While Oakland wades into a lawsuit against the city’s percent for art ordinance, a new piece of public art on a private development quietly went up in San Francisco’s mid-Market neighborhood and was unveiled Tuesday.

Wrapping around the north-east corner of 1400 Mission at the intersection of Jessie and 10th Streets, is a newly painted Sol LeWitt acrylic piece, Wall Drawing #1012. Installed on site by a team of seven over the course of four weeks, the five-color geometric design by the famed late conceptual artist originally graced the exterior of a Los Angeles pool house, before it was purchased by Tishman Speyer, the building’s developers.
Situated next door to the luxury apartment complex NEMA (not just a residential building but “a design-driven lifestyle pioneer,” according to its website) and across the street from Twitter HQ, 1400 Mission looks deceptively like another high-end housing development. But the nearly-finished 190-unit building is actually filled with below market rate housing.

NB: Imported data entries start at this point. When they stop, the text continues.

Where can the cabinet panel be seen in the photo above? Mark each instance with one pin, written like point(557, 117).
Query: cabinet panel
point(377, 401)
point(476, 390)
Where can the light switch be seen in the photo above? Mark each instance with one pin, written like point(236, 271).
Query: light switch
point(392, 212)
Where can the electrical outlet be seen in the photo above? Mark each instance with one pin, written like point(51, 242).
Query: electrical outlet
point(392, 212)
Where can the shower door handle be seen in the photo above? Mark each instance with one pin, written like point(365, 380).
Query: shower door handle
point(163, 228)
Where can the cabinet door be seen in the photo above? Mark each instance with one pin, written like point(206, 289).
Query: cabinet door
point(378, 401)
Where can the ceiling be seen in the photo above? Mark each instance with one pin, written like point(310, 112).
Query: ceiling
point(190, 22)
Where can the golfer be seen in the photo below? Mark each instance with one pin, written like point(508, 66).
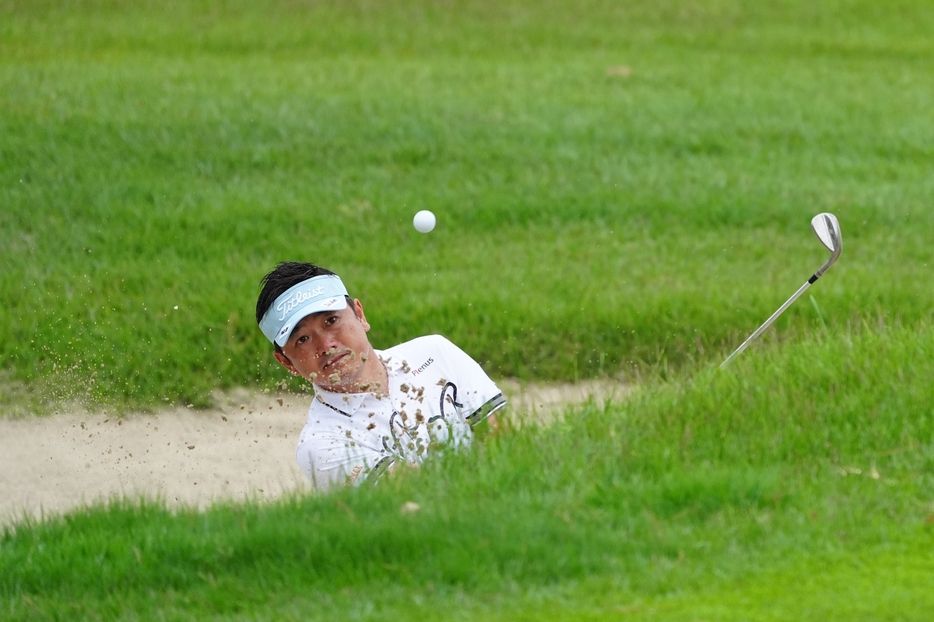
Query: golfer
point(372, 409)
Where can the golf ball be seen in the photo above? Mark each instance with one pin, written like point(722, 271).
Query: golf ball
point(424, 221)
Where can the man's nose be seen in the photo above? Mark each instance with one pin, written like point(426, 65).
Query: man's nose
point(327, 346)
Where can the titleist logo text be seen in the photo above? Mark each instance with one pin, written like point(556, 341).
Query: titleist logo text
point(296, 299)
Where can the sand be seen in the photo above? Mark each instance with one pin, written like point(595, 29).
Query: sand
point(242, 448)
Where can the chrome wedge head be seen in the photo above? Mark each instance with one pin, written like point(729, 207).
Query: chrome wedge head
point(827, 228)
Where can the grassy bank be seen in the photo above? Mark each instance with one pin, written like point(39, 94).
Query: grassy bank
point(785, 487)
point(157, 159)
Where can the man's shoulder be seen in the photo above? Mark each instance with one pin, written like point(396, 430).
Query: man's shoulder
point(427, 344)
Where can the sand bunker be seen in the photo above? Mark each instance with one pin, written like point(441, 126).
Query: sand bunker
point(245, 447)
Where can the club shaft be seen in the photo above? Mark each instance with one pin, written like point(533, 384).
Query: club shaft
point(769, 321)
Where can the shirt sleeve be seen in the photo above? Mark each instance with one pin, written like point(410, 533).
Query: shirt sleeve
point(477, 395)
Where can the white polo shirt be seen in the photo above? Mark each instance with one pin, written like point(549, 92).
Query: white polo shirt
point(436, 393)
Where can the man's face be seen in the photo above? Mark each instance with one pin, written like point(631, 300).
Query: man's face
point(331, 349)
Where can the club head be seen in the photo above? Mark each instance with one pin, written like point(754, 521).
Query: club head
point(827, 228)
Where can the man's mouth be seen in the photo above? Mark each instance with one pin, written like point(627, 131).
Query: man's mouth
point(335, 358)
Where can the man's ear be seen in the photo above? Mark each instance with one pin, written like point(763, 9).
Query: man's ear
point(358, 311)
point(284, 360)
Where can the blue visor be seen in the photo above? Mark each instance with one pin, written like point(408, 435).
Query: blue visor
point(321, 293)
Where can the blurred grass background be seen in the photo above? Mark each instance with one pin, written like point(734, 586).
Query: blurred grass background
point(619, 186)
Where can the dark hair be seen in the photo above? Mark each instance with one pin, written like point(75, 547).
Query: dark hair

Local nonprofits like the Mission Economic Development Agency and the San Francisco LGBT Community Center worked to place first-time homebuyers earning 100% or less of the area median income in the units. It was built in collaboration with the Tenderloin Neighborhood Development Corporation to fulfill Tishman Speyer’s inclusionary housing requirement for LUMINA, the developer’s fully market-rate SOMA high rise.
Back on the building’s exterior, the LeWitt wall drawing is 91.5 feet long and just over 9.5 feet tall. It’s rare to see a LeWitt out of doors — let alone on view to the public — for free. But Wall Drawing #1012 will be visible day and night, thanks to a bank of LED lights installed above the work.

Takeshi Arita, a LeWitt installer with decades of experience on all types of LeWitt wall drawings — from graphite to colored pencil the vibrant hues of #1012 — led the team in executing what is really a set of written instructions, beginning with diligently preparing the wall surface. The team scaled scaffolding and worked for an entire week behind a mesh-covered fence on what appeared to be just a white wall.